Maybe the scene was a comment on the current euro crisis but it definitely was a comment on arts funding in Hamburg with a strong reference being made to the escalating costs of the city's Elbphiharmonie raising millions of euros above its original budget of just 80 million while other arts' establishments were feeling the pinch.

At the psychiatric clinic the poet Ivan Besdomny (handsomely sung by Chris Lysack) - whom one meets at the beginning of the opera discussing his new work a satire dealing with the birth of Christ with editor-in-chief Mikhail Berlioz who also loses his head at the hand of the Devil - meets The Master who tells him about the Variety Show assuring him that Voland is the Devil in disguise.

The Master then tells him about his own life, how he's an aspiring young novelist and married but reveals he's in love with another married woman a reference, perhaps, to Bulgakov's deep love-affair with Elena Sergeevna, who later became his third wife.
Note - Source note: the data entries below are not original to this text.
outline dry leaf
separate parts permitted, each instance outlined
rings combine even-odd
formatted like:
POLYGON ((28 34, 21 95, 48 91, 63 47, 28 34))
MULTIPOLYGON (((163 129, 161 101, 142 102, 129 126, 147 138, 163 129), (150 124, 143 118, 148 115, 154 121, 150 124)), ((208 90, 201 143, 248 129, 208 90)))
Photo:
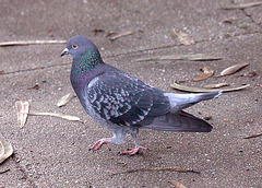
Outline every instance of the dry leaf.
POLYGON ((9 142, 0 140, 0 164, 13 154, 13 148, 9 142))
POLYGON ((17 110, 17 120, 19 120, 20 128, 23 128, 27 119, 27 114, 29 113, 29 103, 22 102, 20 99, 15 102, 15 107, 17 110))
POLYGON ((204 85, 205 89, 221 89, 223 86, 229 86, 229 83, 214 83, 214 84, 207 84, 204 85))
POLYGON ((229 67, 229 68, 224 69, 224 70, 221 72, 221 75, 223 77, 223 75, 233 74, 233 73, 239 71, 240 69, 247 67, 247 66, 249 66, 248 62, 231 66, 231 67, 229 67))
POLYGON ((177 56, 154 56, 148 58, 136 59, 136 61, 155 61, 155 60, 213 61, 213 60, 221 60, 221 59, 223 58, 203 55, 203 54, 195 54, 195 55, 177 55, 177 56))
POLYGON ((1 47, 22 46, 22 45, 43 45, 43 44, 66 44, 67 40, 19 40, 19 42, 3 42, 1 47))
POLYGON ((203 72, 196 74, 193 78, 193 81, 201 81, 211 78, 214 74, 214 71, 210 67, 203 67, 201 69, 203 72))
POLYGON ((75 95, 73 93, 68 93, 67 95, 62 96, 58 103, 57 106, 61 107, 64 106, 67 103, 69 103, 73 97, 75 97, 75 95))
POLYGON ((53 116, 53 117, 60 117, 60 118, 72 120, 72 121, 81 121, 80 118, 76 116, 62 115, 62 114, 56 114, 56 113, 28 113, 28 115, 31 115, 31 116, 53 116))
POLYGON ((110 40, 115 40, 115 39, 120 38, 120 37, 123 37, 123 36, 132 35, 133 33, 135 33, 135 31, 124 32, 124 33, 121 33, 121 34, 119 34, 119 35, 112 36, 112 37, 110 37, 109 39, 110 39, 110 40))
POLYGON ((190 38, 188 34, 181 32, 178 33, 175 28, 172 28, 171 35, 175 39, 178 39, 183 45, 188 46, 194 44, 194 40, 190 38))
POLYGON ((247 85, 242 85, 239 87, 234 87, 234 89, 201 89, 201 87, 193 87, 193 86, 186 86, 186 85, 180 85, 178 83, 176 83, 176 81, 174 83, 170 84, 170 86, 172 89, 179 90, 179 91, 183 91, 183 92, 193 92, 193 93, 205 93, 205 92, 234 92, 234 91, 239 91, 239 90, 243 90, 250 86, 250 84, 247 85))
POLYGON ((262 4, 262 1, 257 1, 257 2, 248 2, 248 3, 228 5, 228 7, 224 7, 222 9, 224 9, 224 10, 246 9, 246 8, 251 8, 251 7, 261 5, 261 4, 262 4))
POLYGON ((176 181, 176 180, 168 180, 168 183, 170 183, 172 186, 175 186, 176 188, 187 188, 186 186, 183 186, 181 183, 176 181))

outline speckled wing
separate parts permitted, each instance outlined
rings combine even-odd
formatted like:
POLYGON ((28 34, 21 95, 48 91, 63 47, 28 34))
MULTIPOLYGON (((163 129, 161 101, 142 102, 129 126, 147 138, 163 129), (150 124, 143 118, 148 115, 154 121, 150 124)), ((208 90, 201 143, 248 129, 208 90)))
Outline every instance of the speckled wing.
POLYGON ((86 91, 95 111, 120 126, 139 125, 145 118, 167 114, 168 97, 136 78, 119 70, 93 79, 86 91))

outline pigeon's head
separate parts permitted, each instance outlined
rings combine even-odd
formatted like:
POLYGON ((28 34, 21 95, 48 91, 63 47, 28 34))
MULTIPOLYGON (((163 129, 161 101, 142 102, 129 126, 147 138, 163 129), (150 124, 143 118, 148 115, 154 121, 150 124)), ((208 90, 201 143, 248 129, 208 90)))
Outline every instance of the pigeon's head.
POLYGON ((73 58, 78 58, 86 51, 99 54, 94 43, 88 38, 85 36, 74 36, 68 40, 67 48, 61 52, 61 56, 71 55, 73 58))

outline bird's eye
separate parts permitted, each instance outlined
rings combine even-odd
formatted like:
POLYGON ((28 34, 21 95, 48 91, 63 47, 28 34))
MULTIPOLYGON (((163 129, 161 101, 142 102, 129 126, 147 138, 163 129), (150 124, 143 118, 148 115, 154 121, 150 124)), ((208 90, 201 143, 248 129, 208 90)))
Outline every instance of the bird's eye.
POLYGON ((74 49, 78 48, 78 45, 72 45, 72 48, 74 48, 74 49))

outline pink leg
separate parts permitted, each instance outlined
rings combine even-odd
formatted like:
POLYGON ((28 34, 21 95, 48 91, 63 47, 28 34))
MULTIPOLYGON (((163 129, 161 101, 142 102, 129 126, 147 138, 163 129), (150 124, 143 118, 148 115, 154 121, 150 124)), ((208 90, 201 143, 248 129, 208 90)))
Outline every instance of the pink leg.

The end comes with The Master and Margarita being poisoned by Voland's wine but in doing so it opened up their way to freedom beyond the constraints of the real world while Besdomny keeps the 'faith' alive and is duly acknowledged as a student of The Master.

The production overall was tantalisingly exciting to say the least with the musical forces safely in the capable hands of Marcus Bosch while the opera was directed with consummate flair, energy and imagination by Jochen Biganzoli, particularly the scene of Mikhail Berlioz's rainy-day funeral with Höller including a few bars of Hector Berlioz's 'March to the Scaffold' from the Symphonie Fantastique while the stage setting seem to step right out of a work by the Scottish-born painter, Jack Vettriano, with mourners in profile and umbrellas unfolded.

Biganzoli also surrounded himself with a strong and punchy creative team that could not be bettered comprising Johannes Leiacker (set design), Heike Neugebauer (costume design), Stefan Bolliger (lighting) and Silvia Zygouris (choreography).

The Hamburg State Opera, incidentally, was Germany's first public opera house opening on 2nd January 1678. But the establishment of the opera did nothing to stop pious-minded theologians objecting to the lively antics that took place on stage. Pastor Winkler of St Michaelis Church, for instance, often described the opera as a 'public menace'. The mind boggles as to what he would think of Der Meister und Margarita.